‘Kendimi anonsladım, doğuma gittim’
‘Kendimi anonsladım, doğuma gittim’
Adana’da radyoculuğun ‘deva’ kadını Derya Yüksekdağ, işini samimiyet ve aşkla yapıyor. O yüzden çok sayıda dinleyicisi var. Sihirli kutunun inceliklerini ve Adana’da radyoculuğu konuştuğumuz Yüksekdağ, 14 yıldır tutkuyla geçtiği mikrofondan hiç uzak kalamamış. Yüksekdağ, doğum yapacağı güne kadar yayın masasında olmasını, “Kendimi anonsladım, doğuma gittim” sözleriyle açıklıyor.

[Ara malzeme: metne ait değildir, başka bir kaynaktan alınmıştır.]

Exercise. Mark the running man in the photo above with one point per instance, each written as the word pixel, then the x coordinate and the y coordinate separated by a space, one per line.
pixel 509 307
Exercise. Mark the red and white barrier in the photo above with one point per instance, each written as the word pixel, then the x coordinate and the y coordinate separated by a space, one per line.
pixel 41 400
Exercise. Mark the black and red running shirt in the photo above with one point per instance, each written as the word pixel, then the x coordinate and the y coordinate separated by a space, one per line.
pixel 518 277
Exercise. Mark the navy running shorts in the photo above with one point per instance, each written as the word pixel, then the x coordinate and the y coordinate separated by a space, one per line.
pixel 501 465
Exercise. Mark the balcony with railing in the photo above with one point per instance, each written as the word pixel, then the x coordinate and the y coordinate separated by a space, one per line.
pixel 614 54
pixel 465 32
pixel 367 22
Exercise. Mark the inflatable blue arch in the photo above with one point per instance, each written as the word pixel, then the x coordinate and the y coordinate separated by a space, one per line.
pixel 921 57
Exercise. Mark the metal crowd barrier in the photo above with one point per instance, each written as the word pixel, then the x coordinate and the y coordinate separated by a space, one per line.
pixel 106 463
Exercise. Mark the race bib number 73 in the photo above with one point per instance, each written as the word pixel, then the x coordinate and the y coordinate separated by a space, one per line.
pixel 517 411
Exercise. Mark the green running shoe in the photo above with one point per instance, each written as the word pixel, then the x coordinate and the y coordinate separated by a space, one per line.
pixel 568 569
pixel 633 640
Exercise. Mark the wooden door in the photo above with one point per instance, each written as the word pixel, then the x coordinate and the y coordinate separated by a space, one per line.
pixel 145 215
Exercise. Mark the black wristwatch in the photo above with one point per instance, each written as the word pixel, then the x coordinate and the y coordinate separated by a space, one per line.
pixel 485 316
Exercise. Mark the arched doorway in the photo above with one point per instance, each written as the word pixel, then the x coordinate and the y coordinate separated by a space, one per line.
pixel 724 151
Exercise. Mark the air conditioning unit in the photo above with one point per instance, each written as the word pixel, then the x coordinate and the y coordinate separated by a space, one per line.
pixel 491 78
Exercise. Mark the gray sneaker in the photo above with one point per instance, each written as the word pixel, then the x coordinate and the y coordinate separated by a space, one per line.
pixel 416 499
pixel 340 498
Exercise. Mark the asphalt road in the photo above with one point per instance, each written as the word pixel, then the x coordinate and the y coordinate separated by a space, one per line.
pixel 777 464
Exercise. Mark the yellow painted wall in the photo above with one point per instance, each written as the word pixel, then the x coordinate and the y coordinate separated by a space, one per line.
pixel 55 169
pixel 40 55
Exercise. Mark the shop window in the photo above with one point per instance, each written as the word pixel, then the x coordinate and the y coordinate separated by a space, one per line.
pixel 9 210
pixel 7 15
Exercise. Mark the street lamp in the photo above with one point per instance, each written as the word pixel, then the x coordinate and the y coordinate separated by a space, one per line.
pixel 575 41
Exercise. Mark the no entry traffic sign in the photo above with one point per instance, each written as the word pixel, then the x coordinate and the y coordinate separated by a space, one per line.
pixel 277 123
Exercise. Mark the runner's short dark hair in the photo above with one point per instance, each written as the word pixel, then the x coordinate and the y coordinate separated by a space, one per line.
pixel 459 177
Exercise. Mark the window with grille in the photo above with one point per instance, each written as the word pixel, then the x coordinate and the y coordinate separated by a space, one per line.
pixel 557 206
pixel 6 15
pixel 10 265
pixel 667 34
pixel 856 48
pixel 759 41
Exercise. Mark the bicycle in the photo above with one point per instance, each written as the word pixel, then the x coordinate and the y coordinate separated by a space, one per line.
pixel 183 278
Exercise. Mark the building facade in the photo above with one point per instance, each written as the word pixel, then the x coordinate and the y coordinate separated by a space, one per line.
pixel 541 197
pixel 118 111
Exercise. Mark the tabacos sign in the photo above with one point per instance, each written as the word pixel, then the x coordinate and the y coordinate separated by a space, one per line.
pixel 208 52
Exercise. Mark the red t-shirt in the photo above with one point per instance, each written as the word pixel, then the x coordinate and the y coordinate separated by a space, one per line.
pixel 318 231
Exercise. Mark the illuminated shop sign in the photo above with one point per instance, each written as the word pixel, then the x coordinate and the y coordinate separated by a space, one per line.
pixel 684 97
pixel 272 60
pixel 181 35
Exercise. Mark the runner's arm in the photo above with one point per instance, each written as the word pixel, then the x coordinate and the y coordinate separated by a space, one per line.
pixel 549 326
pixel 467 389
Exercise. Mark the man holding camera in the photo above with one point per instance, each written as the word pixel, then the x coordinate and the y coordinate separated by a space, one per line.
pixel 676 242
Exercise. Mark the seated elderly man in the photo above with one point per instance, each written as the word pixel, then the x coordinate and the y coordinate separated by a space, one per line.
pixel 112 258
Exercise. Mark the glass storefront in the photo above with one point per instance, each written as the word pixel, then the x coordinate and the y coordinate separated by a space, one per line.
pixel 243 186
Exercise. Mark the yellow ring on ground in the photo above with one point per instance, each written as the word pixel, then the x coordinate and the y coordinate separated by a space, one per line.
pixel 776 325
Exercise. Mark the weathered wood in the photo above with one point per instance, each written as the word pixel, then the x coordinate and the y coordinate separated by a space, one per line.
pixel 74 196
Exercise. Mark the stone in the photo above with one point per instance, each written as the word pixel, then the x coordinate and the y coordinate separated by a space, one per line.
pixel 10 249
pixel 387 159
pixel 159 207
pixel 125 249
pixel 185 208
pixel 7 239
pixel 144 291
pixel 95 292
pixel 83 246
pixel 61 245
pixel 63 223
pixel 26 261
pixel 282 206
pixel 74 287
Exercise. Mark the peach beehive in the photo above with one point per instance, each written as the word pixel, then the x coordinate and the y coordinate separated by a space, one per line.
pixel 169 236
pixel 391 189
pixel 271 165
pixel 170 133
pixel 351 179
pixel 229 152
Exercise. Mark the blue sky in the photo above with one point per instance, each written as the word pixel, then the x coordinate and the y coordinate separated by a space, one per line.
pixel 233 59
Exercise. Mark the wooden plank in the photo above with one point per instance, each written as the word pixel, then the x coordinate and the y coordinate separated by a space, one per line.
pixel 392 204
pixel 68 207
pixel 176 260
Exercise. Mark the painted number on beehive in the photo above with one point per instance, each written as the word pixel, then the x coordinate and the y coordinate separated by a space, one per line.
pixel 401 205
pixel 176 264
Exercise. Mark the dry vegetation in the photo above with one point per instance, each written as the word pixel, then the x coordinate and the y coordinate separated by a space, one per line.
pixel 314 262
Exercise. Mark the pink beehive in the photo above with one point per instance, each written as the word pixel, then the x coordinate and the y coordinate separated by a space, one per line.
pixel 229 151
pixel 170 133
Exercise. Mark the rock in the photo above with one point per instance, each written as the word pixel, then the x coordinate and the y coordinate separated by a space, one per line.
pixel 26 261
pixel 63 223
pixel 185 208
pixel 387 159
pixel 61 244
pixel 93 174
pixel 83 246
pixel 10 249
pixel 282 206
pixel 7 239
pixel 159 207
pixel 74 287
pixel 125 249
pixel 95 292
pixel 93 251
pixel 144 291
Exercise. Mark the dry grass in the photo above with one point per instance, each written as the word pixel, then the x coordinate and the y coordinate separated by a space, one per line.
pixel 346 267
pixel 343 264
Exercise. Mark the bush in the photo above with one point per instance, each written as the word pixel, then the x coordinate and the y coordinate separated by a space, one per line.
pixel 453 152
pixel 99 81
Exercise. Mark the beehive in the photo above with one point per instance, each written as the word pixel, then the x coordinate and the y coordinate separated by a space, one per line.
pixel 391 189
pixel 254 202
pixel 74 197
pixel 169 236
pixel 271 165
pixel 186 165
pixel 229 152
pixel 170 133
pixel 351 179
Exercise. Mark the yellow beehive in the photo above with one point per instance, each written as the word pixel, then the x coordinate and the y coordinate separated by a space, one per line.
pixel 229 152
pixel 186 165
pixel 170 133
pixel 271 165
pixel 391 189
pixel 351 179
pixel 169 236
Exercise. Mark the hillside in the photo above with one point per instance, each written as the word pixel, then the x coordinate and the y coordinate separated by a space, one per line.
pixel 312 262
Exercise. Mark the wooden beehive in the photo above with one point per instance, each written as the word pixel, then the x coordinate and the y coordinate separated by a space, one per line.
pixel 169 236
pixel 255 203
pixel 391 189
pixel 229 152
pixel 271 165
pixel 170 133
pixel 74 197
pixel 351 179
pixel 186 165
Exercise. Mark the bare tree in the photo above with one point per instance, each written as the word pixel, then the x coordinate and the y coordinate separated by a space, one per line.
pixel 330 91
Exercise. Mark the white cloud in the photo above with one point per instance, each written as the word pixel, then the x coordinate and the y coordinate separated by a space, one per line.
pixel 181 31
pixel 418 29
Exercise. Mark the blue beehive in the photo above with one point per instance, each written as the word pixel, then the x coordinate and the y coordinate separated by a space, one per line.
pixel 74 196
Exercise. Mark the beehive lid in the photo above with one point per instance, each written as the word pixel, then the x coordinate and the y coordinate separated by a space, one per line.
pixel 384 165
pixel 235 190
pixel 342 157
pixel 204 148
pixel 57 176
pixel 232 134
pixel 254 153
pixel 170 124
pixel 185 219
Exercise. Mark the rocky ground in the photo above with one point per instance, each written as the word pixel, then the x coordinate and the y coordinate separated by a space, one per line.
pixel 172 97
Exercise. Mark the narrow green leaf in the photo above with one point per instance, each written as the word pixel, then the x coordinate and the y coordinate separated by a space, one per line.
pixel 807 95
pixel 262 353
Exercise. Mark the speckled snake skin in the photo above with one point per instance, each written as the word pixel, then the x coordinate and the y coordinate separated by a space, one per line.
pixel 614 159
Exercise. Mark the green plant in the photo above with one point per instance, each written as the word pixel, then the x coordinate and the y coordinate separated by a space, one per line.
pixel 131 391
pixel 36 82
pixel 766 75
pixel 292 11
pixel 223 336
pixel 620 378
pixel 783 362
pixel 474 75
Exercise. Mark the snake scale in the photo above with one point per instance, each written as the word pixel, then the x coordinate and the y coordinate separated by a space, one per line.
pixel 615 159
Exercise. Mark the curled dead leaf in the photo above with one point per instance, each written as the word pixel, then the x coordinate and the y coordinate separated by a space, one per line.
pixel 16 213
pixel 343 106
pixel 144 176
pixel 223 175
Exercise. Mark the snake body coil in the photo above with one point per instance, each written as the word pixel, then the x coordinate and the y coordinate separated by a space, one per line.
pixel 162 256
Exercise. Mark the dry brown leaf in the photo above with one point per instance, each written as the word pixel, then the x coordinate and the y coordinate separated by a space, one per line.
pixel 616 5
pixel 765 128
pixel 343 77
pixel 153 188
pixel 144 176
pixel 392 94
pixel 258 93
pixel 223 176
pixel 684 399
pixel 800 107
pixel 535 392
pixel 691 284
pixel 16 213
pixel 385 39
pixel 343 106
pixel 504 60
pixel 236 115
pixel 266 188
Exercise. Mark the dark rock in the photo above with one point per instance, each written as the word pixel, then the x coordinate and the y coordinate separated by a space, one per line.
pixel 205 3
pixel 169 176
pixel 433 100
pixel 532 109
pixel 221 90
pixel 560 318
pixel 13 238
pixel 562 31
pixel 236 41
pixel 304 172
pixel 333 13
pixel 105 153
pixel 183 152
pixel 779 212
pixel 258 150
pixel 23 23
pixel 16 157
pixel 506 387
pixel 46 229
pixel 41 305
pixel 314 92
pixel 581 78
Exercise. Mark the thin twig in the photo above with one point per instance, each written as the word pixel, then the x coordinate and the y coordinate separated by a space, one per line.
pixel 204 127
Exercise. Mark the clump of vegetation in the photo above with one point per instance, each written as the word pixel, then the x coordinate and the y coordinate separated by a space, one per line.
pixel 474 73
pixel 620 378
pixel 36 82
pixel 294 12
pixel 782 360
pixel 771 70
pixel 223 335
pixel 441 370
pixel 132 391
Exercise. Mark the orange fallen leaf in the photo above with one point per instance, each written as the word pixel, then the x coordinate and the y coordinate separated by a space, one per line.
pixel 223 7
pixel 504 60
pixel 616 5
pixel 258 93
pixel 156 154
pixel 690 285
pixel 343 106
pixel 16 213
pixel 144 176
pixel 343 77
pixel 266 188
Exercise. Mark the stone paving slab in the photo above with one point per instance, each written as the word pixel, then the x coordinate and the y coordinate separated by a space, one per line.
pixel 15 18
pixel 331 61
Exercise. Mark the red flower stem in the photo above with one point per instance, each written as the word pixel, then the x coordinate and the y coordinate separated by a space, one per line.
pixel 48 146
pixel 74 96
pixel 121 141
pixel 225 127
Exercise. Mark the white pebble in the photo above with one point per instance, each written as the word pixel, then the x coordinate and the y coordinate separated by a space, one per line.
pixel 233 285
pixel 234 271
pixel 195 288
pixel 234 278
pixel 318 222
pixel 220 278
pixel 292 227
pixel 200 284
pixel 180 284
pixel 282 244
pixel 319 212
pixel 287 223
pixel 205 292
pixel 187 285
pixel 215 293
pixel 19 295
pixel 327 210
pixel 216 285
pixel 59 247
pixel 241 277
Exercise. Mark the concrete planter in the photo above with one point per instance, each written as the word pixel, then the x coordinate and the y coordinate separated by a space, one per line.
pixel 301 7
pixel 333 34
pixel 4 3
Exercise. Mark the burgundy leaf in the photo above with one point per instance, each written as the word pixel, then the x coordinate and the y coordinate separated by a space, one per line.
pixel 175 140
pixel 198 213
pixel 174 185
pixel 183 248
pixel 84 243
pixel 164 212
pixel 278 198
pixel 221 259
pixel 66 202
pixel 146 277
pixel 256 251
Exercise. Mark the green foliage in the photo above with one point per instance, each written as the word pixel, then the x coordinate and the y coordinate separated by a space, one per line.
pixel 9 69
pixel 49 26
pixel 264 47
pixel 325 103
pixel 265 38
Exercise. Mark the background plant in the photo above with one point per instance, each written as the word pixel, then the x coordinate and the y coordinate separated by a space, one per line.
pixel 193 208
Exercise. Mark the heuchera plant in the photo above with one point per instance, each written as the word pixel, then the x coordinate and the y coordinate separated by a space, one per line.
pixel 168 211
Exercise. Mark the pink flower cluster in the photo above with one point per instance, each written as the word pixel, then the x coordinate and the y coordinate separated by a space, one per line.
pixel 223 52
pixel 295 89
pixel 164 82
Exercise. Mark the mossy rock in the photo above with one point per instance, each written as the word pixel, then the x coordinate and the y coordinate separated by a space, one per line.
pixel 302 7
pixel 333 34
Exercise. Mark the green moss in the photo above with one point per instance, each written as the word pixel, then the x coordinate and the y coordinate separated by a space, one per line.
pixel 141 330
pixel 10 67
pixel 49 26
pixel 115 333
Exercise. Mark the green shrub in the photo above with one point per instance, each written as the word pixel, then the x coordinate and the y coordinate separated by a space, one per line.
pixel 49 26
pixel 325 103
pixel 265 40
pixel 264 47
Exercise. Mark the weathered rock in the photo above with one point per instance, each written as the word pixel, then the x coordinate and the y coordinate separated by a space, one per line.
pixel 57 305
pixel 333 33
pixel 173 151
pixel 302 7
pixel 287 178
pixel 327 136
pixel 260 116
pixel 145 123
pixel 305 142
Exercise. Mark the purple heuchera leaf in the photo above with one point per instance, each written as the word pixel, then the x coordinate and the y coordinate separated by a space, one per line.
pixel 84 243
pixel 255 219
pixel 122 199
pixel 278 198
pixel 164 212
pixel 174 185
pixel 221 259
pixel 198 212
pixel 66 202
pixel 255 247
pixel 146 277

Eşref Şefik’in İstanbul Postanesi’nden yaptığı ilk radyo yayınının ardından tam 93 yıl geçmiş. Bu kadar geri gitmeyeceğim. TRT ile yaygınlaşan radyo yayıncılığı 1992’de özel radyoların faaliyete geçmesiyle zirve yaptı. Sayısı çok artınca da kapatılmaları gündeme geldi. 1993 yılında “Radyolarımızı istiyoruz” diye otomobil antenlerine siyah kurdela bağlayarak protesto edildiğini hayal meyal hatırlıyorum. Dönemin Başbakanı Tansu Çiller hükümeti gerekli düzenlemeleri yaparak radyo zenginlimizi tescillemiş oldu. O gün bu gün yerel, bölgesel, ulusal ve hatta internet üzerinden uluslararası radyolarımız her an kulaklara hitap etmeye devam ediyor. İyi de oluyor. Müzik ziyafetinden anlık haber ve bilgi ihtiyacımızı evimizde, ofisimizde, otomobilimizde sesle gideriyoruz. Adana’da da uzun soluklu, başarılı radyolarımız var. Tabi başarılı radyonun olmazsa olmazı radyocular. Radyoyu ve radyoculuğu bu sihirli kutuya gönül vermiş güzel bir kadınla Derya Yüksekdağ’la konuşalım istedik.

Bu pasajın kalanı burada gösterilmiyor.